If the survivor is a foreign limited partnership:

  • The home state merger should be completed first.  
  • Then, the a certified copy of the home state statement of merger is filed in West Virginia. 
  • If the survivor's articles are amended in the home state as a result of the merger, a foreign amendment should also be filed.
  • If the survivor intends to do business in West Virginia and is not already qualified, the survivor files an application for registration.

 

Cancellation

 

A cancellation of the certificate of limited partnership is filed upon dissolution and the beginning of winding up business.   Also, if no limited partners remain in the partnership, the certificate should be cancelled.

The Secretary of State may not issue a Certificate of Dissolution or Withdrawal until the State Tax Department and the divisions of Employment Security and Worker's Compensation all sign off that taxes and other employer obligations are paid and reports filed.

Fee:   $25 

Filing:   

WV:  The Certificate of Cancellation must include the name of the limited partnership, the date of filing of the original certificate, the reason for cancellation and the effective date of cancellation, if it is other than the filing date.  This certificate must be signed by all general partners.  See WV Code §§47-9-10 & 11.

Foreign:  File a certificate of cancellation signed by one general partner.  See WV Code §47-9-53.

 

Annual Report 

 

Limited partnerships are subject to the same annual report requirements as corporations.  The forms for annual reports will be mailed in May by the State Tax Department to the principle office address of the limited partnership.
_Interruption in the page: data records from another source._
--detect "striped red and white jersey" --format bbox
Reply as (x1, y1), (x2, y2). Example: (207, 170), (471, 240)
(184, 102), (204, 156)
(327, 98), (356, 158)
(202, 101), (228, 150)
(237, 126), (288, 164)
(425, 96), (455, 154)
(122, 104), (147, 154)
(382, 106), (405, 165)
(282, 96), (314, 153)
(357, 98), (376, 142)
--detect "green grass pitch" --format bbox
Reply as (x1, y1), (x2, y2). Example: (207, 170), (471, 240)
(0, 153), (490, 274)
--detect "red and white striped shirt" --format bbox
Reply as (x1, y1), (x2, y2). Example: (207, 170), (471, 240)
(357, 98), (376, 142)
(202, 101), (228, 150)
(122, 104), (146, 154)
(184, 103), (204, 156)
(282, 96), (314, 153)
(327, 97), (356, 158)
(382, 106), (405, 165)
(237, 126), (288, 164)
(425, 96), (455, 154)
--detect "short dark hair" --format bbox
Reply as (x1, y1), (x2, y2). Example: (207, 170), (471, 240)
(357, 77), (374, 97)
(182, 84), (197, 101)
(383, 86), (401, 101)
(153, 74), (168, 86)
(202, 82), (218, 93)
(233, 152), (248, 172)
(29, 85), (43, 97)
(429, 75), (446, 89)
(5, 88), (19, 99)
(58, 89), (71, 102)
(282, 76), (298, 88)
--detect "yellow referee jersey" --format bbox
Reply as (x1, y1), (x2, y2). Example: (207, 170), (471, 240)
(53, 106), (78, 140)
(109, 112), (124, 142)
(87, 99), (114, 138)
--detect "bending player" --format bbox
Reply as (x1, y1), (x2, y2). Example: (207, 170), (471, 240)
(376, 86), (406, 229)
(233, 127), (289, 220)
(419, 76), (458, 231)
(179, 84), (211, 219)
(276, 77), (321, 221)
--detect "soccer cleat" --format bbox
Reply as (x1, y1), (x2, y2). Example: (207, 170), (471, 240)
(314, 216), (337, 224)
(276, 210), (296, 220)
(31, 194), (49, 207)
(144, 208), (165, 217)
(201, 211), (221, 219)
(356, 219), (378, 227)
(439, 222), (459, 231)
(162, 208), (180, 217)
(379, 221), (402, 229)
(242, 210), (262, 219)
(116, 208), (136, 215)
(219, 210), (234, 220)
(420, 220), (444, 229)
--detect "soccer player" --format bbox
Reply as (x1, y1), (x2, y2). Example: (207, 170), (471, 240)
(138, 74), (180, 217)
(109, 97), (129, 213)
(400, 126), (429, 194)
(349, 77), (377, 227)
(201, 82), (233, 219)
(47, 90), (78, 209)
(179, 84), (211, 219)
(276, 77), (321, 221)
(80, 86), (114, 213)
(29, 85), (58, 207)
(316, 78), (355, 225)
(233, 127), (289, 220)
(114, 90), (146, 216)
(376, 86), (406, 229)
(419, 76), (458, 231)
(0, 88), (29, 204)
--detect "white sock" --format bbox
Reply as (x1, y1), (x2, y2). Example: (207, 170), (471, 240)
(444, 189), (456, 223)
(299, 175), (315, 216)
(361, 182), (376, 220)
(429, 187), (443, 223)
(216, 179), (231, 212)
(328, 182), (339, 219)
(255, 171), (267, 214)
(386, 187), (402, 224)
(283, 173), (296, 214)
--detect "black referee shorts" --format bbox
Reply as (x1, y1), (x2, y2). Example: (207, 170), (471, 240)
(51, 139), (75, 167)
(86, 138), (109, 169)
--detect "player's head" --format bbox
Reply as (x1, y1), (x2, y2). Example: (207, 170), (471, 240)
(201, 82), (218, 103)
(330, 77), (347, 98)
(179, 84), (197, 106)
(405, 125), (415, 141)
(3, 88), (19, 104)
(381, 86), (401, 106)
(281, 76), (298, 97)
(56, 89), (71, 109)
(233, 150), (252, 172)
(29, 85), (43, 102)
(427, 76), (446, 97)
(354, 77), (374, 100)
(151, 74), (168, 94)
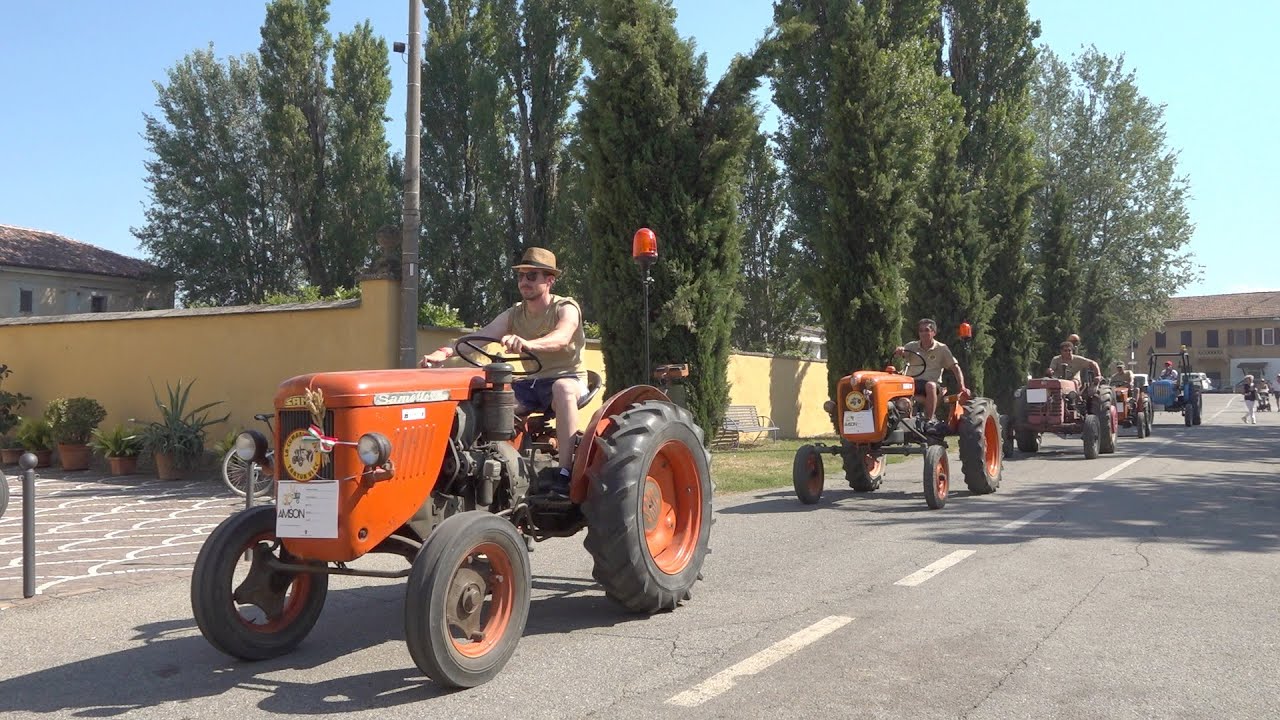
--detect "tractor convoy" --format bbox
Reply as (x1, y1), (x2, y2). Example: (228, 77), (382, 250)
(191, 233), (1172, 688)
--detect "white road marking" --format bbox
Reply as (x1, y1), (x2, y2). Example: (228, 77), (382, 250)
(893, 550), (977, 587)
(1000, 507), (1049, 530)
(667, 615), (852, 707)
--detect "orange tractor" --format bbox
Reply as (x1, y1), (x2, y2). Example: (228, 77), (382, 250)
(791, 350), (1004, 510)
(191, 337), (712, 687)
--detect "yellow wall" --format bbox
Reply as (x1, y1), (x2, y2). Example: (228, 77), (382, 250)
(0, 274), (831, 443)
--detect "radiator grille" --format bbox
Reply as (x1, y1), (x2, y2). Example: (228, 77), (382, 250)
(275, 410), (333, 480)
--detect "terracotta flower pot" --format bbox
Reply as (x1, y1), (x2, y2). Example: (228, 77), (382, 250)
(106, 455), (138, 475)
(155, 452), (182, 480)
(58, 443), (93, 470)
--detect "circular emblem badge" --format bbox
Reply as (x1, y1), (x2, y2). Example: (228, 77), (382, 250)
(284, 430), (324, 483)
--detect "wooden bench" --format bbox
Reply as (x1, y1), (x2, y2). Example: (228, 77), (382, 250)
(716, 405), (781, 447)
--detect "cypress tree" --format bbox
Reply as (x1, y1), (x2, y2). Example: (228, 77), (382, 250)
(579, 0), (759, 428)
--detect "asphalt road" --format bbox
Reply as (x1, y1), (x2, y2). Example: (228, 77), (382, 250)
(0, 396), (1280, 720)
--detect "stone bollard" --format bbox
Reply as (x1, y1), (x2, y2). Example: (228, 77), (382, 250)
(18, 452), (40, 597)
It is the company's responsibility to maintain current address records at both the Secretary of State and the State Tax Department to assure that mail can be received.
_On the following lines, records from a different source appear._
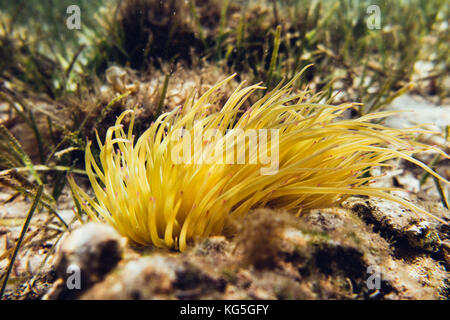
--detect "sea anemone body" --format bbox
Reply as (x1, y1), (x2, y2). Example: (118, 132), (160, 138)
(69, 74), (448, 251)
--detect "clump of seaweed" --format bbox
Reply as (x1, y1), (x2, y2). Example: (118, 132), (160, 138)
(69, 73), (449, 251)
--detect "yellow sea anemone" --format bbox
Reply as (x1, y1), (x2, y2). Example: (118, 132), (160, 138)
(69, 74), (449, 250)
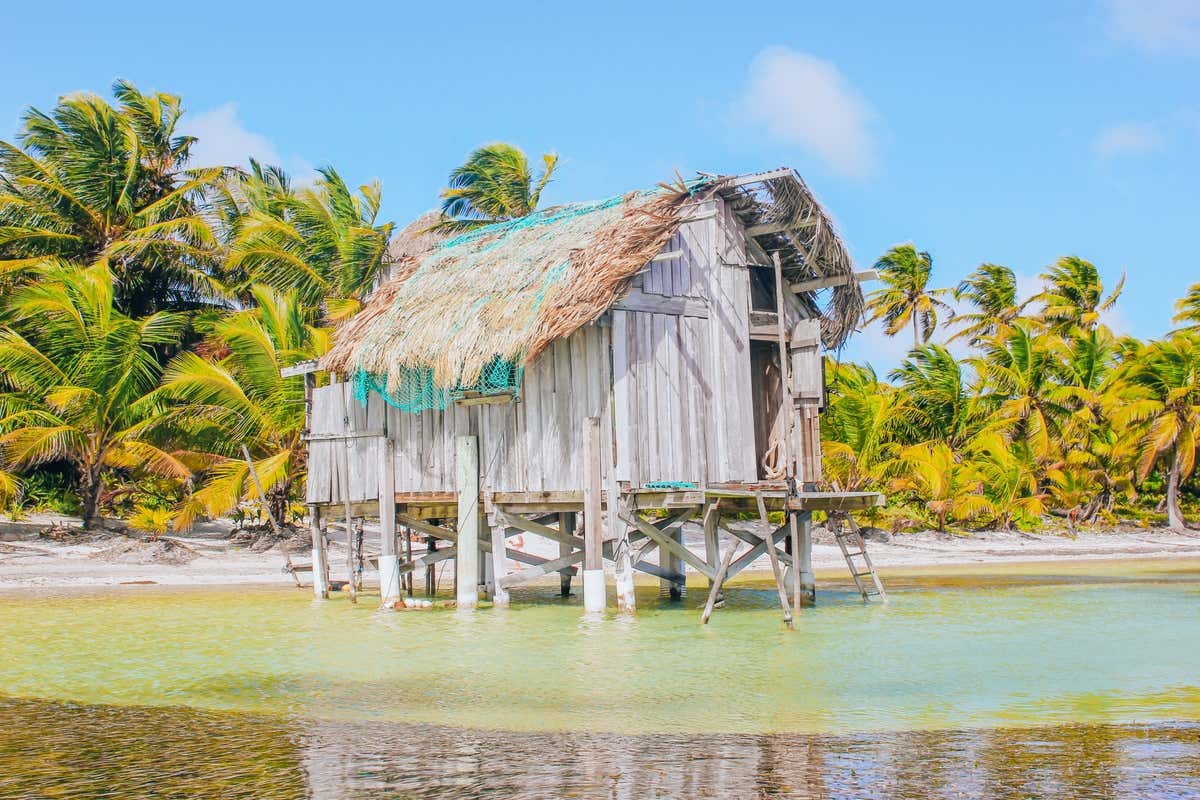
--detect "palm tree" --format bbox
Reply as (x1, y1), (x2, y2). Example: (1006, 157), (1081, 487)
(866, 245), (954, 348)
(1048, 463), (1099, 535)
(0, 259), (191, 527)
(439, 142), (558, 231)
(1033, 255), (1124, 332)
(892, 441), (990, 530)
(156, 285), (329, 529)
(0, 82), (224, 317)
(1171, 283), (1200, 331)
(1116, 333), (1200, 530)
(889, 344), (986, 449)
(967, 433), (1045, 530)
(949, 264), (1025, 344)
(821, 359), (916, 492)
(970, 320), (1072, 463)
(223, 161), (392, 320)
If the annual report form is not received by early June, contact the Tax Department at (304) 558-3333.  The filing is due July 1 each year.

A part of the annual filing is the payment of the attorney-in-fact fee, which is $25.  

 

Change of Officers, Agent of Process or Address 

 

 

 


Click to download the change of officer, agent or address form.

For your own security and convenience, it is important to keep your company record current.  The inability to respond promptly to a lawsuit or to file amendments and other documents because of inaccurate information on your record will only hurt your company.

Fee:  $15 per filing (may include multiple changes)

Filing:

Check your company record on the Business Organizations Data System for accuracy.  If you find outdated information, use our convenient form to file changes of officers, agent of process and addresses.  Staff may correct errors and spellings without a filing, but the change of a name from one person to another or of an address from one place to another  requires a change to be filed.